In mid-February, xAI—Elon Musk’s AI company—launched Grok 3 with great fanfare, presenting it as the best AI model to date. One of the charts released alongside the announcement appeared to support this claim:

The chart shows the AIME benchmark, which evaluates performance on one of the qualifying exams for the US Mathematical Olympiad, where Grok 3 apparently outperformed all other competitors. However, the xAI model was the only one on the chart with two shades of color. That’s because the darker area represents its first response, while the lighter area shows the most common answer across 64 different attempts.
Only Grok 3 includes this dual evaluation. Why isn’t this criterion applied uniformly to all models? In an article published in the Spanish media On Economía, Esteve Almirall, professor at Esade and expert in AI and innovation, answered: “because that way Grok 3 looks better in the picture.” With a standardized criterion, the ranking would look like this:

“If we only considered the first response, the result would be completely different: we would no longer be looking at the supposed best math model in the world, but rather a competitive one that, despite being the most recent, doesn’t outperform current leaders,” Almirall added.
The problem with benchmarks
The little trick xAI used to convince the public that its model was the best in the world reflects a widespread dynamic in the industry. In the AI sector, benchmarks are standardized tests used to assess and compare the performance of new models, especially in specific tasks such as natural language processing, computer vision, reasoning, and more.
These tests are becoming more sophisticated as models evolve, but that doesn’t always mean end users benefit from relevant improvements. “Few users participate in high-level math competitions or answer doctoral-level physics or biology exams. Most people want AI to translate accurately, respond correctly, and be easy to understand,” Almirall noted.
Some models are designed to maximize scores on tests instead of improving the user experience
And while benchmarks serve an important purpose—they offer a synthetic way to understand a model’s behavior—they also have limitations.
“When the measurement tool itself becomes the goal, the outcome can be misleading,” the professor wrote. “More and more AI models are trained with benchmarks in mind, not users. This has led to the emergence of terms like ‘gaming the benchmarks’ or ‘cooking the benchmarks,’ which refer to practices where models are designed to maximize test scores instead of improving the actual user experience.”
This tendency to optimize metrics is not exclusive to AI. In finance, the unorthodox practice of manipulating numbers to present a more favorable picture is known as ‘creative accounting.’ In some countries, inflated statistics used to meet political targets have led to the term ‘fake GDP.’ And a well-known example is the ‘cooking’ of electoral polls to benefit certain candidates.
What gets left out of the metrics?
Beyond their technical limitations, benchmarks also tend to overlook a dimension that’s becoming increasingly relevant in AI development: efficiency.

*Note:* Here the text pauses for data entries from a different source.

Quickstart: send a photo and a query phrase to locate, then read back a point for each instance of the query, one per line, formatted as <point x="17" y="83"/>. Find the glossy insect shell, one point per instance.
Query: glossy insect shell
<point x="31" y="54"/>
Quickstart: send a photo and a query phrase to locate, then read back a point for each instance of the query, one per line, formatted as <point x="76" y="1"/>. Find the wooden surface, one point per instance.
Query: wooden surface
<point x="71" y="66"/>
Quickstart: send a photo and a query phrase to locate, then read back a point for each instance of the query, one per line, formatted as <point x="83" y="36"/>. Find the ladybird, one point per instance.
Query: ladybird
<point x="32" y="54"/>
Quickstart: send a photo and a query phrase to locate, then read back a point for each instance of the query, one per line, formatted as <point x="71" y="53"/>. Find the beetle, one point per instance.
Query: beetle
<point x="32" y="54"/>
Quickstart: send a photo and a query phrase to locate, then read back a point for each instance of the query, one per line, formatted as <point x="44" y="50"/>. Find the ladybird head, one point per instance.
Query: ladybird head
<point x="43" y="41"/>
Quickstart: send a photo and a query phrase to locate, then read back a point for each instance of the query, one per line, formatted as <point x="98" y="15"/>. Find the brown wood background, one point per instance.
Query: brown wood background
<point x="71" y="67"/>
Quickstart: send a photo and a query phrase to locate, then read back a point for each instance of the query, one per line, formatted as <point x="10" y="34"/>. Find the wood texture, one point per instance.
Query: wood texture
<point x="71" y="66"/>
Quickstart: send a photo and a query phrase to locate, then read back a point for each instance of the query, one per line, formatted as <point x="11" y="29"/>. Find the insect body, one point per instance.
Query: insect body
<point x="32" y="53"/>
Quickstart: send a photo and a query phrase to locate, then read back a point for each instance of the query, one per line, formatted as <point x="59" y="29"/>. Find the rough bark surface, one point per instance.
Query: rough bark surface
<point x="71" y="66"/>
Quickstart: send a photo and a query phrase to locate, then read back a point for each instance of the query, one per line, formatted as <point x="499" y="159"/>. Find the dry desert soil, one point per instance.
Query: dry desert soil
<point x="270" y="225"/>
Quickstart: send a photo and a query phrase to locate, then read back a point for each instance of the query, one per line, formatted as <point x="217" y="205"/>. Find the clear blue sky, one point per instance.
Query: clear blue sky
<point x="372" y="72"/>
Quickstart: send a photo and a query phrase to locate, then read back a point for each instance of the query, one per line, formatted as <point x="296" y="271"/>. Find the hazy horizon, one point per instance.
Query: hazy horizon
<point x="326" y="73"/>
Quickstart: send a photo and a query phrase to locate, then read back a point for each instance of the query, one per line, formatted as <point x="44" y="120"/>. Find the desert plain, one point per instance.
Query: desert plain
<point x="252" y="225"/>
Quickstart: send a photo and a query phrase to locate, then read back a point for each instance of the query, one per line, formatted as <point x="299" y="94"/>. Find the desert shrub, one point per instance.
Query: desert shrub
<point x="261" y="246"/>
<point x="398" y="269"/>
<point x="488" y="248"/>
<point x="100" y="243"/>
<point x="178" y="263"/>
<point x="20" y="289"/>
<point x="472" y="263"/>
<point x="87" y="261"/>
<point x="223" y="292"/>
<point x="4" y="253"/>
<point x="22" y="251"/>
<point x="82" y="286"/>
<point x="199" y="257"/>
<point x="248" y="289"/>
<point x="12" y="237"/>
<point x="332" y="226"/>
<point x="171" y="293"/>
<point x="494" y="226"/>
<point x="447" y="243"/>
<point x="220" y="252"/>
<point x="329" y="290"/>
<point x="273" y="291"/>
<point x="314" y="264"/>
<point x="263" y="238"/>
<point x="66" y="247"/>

In the race to achieve top results on standardized metrics, many models are built under a “bigger is better” logic, aiming to boost performance by using more resources and computing power. But this approach raises questions about their sustainability—both environmental and economic.
Like any industry, AI should be subject to quality controls, impact criteria, and efficiency evaluations
The resource consumption required to train and run large language models (LLMs) like Grok 3 or ChatGPT has grown exponentially, while performance gains are increasingly marginal. And in any case, current evaluation systems don’t measure how much water, energy, or materials are needed to achieve a given score. For Professor Irene Unceta, academic director of the Bachelor’s Degree in Business and Artificial Intelligence at Esade, “the AI industry, like any other, should be subject to quality controls, impact criteria, and efficiency assessments.”
The best AI?
Nevertheless, there are some reasons for hope. The latest model from DeepSeek, developed in China under significant logistical constraints, signals the potential for a paradigm shift. Its emergence has shown that it is possible—and desirable—to achieve competitive results with far more efficient use of resources.
Answering the question of which is the best AI, therefore, is not just about looking at benchmarks. It means understanding what our needs are as individuals and as a society, and what cost we’re willing to accept to meet them.